With Macroni you can ensure that signal handlers execute only code that is safe at the signal level. Consider, for example, next signal handlerdefined in the Linux kernel:

static void sig_handler(int signo) {
       do_detach(if_idx, if_name);
       perf_buffer__free(pb);
       exit(0);
}

Example 17: Signal handler defined in the Linux kernel

sig_handler() calls three other functions directly in its own definition, all of which must be safe in the context of signal processing. But there is no check in the above code to ensure that we are only calling signal-safe functions inside the definition sig_handler(). C compilers simply do not provide a way to express semantic checks that apply to lexical domains.

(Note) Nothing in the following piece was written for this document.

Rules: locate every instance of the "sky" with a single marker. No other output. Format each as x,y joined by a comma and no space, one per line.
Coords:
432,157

With Macroni, you can add macros that mark some functions as signal handlers and others as signal-safe. You can then implement logic at the MLIR level to ensure that signal handlers only call signal-safe functions, like this:

#define SIG_HANDLER(name) name
#define SIG_SAFE(name) name


int SIG_SAFE(do_detach)(int, const char*);
void SIG_SAFE(perf_buffer__free)(struct perf_buffer*);
void SIG_SAFE(exit)(int);


static void SIG_HANDLER(sig_handler)(int signo) { ... }

Example 18: Token-based syntax for marking signal handlers and signal-safe functions

In the above code the function sig_handler() is marked as a signal handler, and the three functions it calls are marked as signal-safe. Each macro call is distributed over a single token, specifically the name of the function we want to tag. With this approach, Macroni connects to the extended token and determines by the function name whether it handles signals or is signal-safe.

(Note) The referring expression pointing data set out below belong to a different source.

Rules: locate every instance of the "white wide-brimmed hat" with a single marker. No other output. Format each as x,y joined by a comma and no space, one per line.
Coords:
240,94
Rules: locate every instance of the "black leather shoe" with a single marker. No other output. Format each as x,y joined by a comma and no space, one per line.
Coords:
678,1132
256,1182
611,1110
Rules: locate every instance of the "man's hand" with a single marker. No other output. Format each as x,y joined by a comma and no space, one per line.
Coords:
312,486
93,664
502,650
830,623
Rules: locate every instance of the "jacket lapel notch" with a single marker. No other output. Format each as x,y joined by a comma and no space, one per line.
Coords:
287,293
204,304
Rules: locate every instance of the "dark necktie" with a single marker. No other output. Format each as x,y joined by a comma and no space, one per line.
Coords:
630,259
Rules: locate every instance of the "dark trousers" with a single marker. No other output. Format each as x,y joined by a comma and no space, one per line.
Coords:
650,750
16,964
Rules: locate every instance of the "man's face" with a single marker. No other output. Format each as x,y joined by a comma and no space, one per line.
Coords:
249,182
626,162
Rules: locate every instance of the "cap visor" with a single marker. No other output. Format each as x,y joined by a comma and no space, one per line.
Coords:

An alternative approach is to define these macros for magic annotations and then connect to them via Macroni:

#define SIG_HANDLER __attribute__((annotate("macroni.signal_handler")))
#define SIG_SAFE __attribute__((annotate("macroni.signal_safe")))

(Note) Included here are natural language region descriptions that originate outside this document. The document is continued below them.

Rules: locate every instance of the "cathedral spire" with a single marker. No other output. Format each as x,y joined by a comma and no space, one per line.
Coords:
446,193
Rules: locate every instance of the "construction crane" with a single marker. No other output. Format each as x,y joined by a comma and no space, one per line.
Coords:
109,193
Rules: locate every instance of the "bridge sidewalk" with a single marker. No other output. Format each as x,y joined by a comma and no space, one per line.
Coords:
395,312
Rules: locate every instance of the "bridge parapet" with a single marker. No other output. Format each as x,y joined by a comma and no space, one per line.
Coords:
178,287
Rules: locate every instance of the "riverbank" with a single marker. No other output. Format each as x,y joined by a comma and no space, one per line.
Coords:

int SIG_SAFE do_detach(int, const char*);
void SIG_SAFE perf_buffer__free(struct perf_buffer*);
void SIG_SAFE exit(int);


static void SIG_HANDLER sig_handler(int signo) { ... }

Example 19: Alternative attribute syntax to mark signal handlers and signal-safe functions

With this approach, calling a macro looks more like a type specifier, and some people will find this option nicer. The whole difference between token-based syntax and attribute-based syntax is that using the second option requires the compiler to support the attribute annotate(). If this is not a problem or if it can be used to limit __CHECKER__-like constructs, then either of the two syntax options will work fine. The MLIR server logic for checking signal safety will remain the same regardless of the syntax we choose.

❯ Conclusion

The Macroni tool downgrades C code and macros to a Multi-Level Intermediate Representation (MLIR), so you can avoid relying on Clang's bland abstract syntax tree for your analysis and instead build your analysis around a domain-specific intermediate representation. This intermediate view provides full access to the types, control flow, and data flow within the high-level MLIR dialect of VAST. Macroni will demote domain-relevant macros to MLIR and invalidate all other macros for you. This opens up the full power of static analysis that takes macros into account. You can set your own analysis options, transformations and optimizations. Macros are used at each stage of analysis. As shown in this article, it is even possible to combine macros and MLIR, thereby defining new syntax and semantics for C. The Macroni tool is free and distributed freely, here it is

repository on GitHub

❯ Acknowledgments

Thanks to Trail of Bits for the opportunity to create the Macroni tool. Thanks to my manager and mentor Peter Goodman for giving me the idea of downgrading macros to MLIR and for suggesting how Macroni could potentially be used. Thanks also to Lukas Korenik for reviewing the Macroni code and for his advice on how it could be improved.